Wieder 2.500 Blitzentladungen

Zweite Gewitterfront sorgt für Feuerwehreinsätze

Donnerstag, 09. Juli 2015 | 08:25 Uhr

Bozen – Am Mittwochnachmittag ist eine zweite Gewitterfront über Südtirol gezogen.

In der Meraner Gegend hat es durch die starken Regenfälle erneut mehrere Feuerwehreinsätze gegeben.

In Vellau mussten die Wehrleute einen umgestürzten Baum neben dem Sessellift entfernen.

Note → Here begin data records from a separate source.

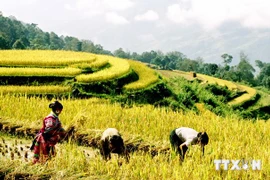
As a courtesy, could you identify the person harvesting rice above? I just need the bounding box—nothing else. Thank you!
[170,127,209,161]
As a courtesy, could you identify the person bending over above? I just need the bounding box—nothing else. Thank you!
[170,127,209,161]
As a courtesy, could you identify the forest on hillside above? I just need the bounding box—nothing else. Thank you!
[0,12,270,90]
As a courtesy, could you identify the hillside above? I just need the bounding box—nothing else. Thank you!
[0,50,269,119]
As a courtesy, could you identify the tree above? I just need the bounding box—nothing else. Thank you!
[221,53,233,65]
[12,39,26,49]
[0,35,9,49]
[236,52,255,84]
[50,32,65,50]
[113,48,130,59]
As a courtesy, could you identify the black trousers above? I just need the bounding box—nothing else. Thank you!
[170,129,184,155]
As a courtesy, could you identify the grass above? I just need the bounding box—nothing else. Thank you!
[0,95,270,179]
[124,60,159,90]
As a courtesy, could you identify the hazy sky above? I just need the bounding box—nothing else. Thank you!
[0,0,270,63]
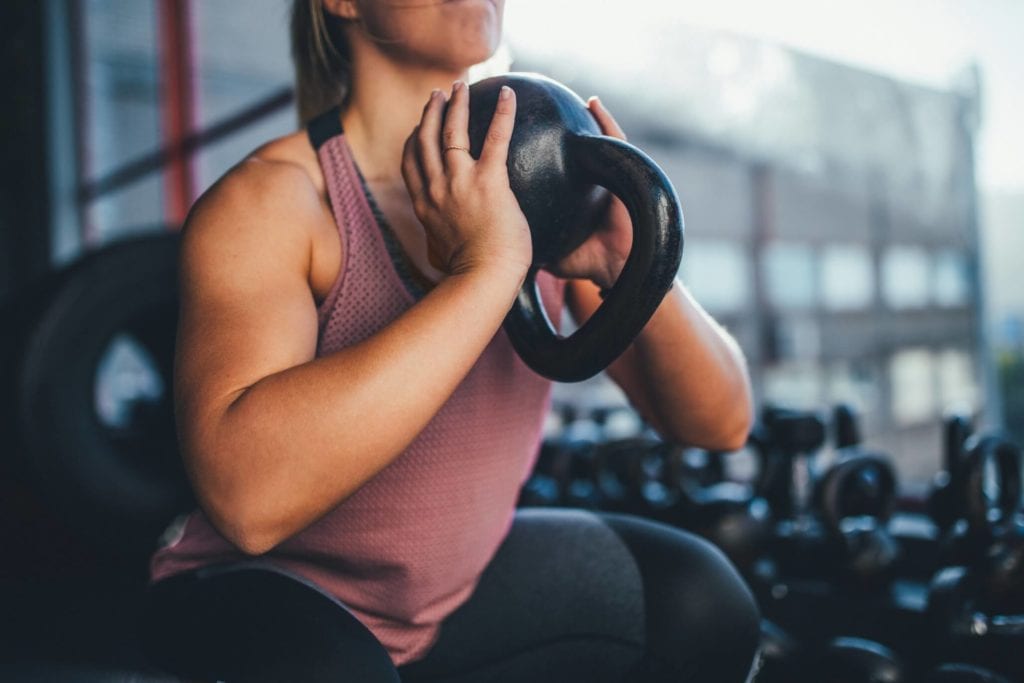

Hagel wurde aus dem Eisacktal gemeldet, wo die Feuerwehren ebenfalls in zahlreichen Orten wegen umgestürzter Bäume, überschwemmter Keller und Garagen im Einsatz standen. Auch verstopfte Abwasserleitungen mussten Medienberichten zufolge freigelegt werden.

Nördlich von Waidbruck ging eine Mure auf die Staatsstraße ab. Die Feuerwehren von Klausen und Barbian räumten gemeinsam mit dem Straßendienst das Material von der Fahrbahn und führten Sicherungsarbeiten durch. In der Folge kam es zu Verkehrsbehinderungen.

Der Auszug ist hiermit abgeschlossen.